We present magnitudes of association as odds ratios (OR) with 95% confidence intervals (CI). Associations were statistically significant when the 95% CI did not include the null estimate (ie, OR, 1.0). The primary outcomes ASD+/ID– and ASD+/ID+ affected 3-4% of our sample of ELGANs, giving us 80% power to detect associations with a minimal detectable OR of 3.2, assuming an exposure prevalence of 0.3. We also describe the prevalence and antecedents of ID without ASD as a secondary outcome.
Results
Of the 996 children recruited to participate at age 10 years, 889 (92%) were enrolled, of whom 840 (95%) were assessed both for ASD and for ID ( Supplemental Figure 1 ). Of the 840 children in our final sample, 7.0% (n = 59) met study criteria for ASD and 12.3% (n = 103) had ID (IQ <70). ASD+/ID– was diagnosed in 3.2% (27/840), ASD+/ID+ in 3.8% (32/840), and ASD–/ID+ in 8.5% (71/840) of the final sample.

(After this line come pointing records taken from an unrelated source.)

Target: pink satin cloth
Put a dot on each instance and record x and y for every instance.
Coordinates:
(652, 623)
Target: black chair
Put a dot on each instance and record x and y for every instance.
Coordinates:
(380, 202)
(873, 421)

Descriptive univariate analyses
The results of univariate analyses are displayed visually using the same format in Figures 1 to 4 , and Supplemental Figure 2 to 5 , in which a legend at the top of each figure names the 4 symbols used to describe each of the 4 mutually exclusive ASD/ID outcome groups. The horizontal axis labeled at the bottom of each figure indicates row percent (ie, each row sums to 100%), and the characteristic that each row plotted percent describes is labeled on the left vertical axis. The top row of each figure displays 4 symbols to indicate the cohort prevalence of each of the 4 ASD/ID groups; dotted vertical lines proceeding downward from each symbol through the plot are provided to enable easy visual comparison between cohort prevalence and each plotted percent (ie, prevalence among study groups formed according to pregnancy, birth, and neonatal characteristics). The total number of children who had or were exposed to each characteristic is shown on the right vertical axis. We describe maternal demographic characteristics in Figure 1 ; maternal exposures, illnesses, and medications in Figure 2 ; pregnancy characteristics and complications in Figure 3 ; and newborn characteristics in Figure 4 . Supplemental Figures 2 to 5 illustrate placenta characteristics, early postnatal characteristics, newborn medications and therapies, and newborn diagnoses and dysfunctions. The accompanying legends provide brief descriptions of the distribution of ASD/ID study groups shown in each figure to represent the entire study population.
Analytic multivariable regression analyses
Time-ordered multinomial logistic regression models ( Table ) were used to examine the extent to which pregnancy, delivery, and neonatal factors are associated with increased risk for ASD+/ID–, ASD+/ID+, or ASD–/ID+, adjusting for potential confounders.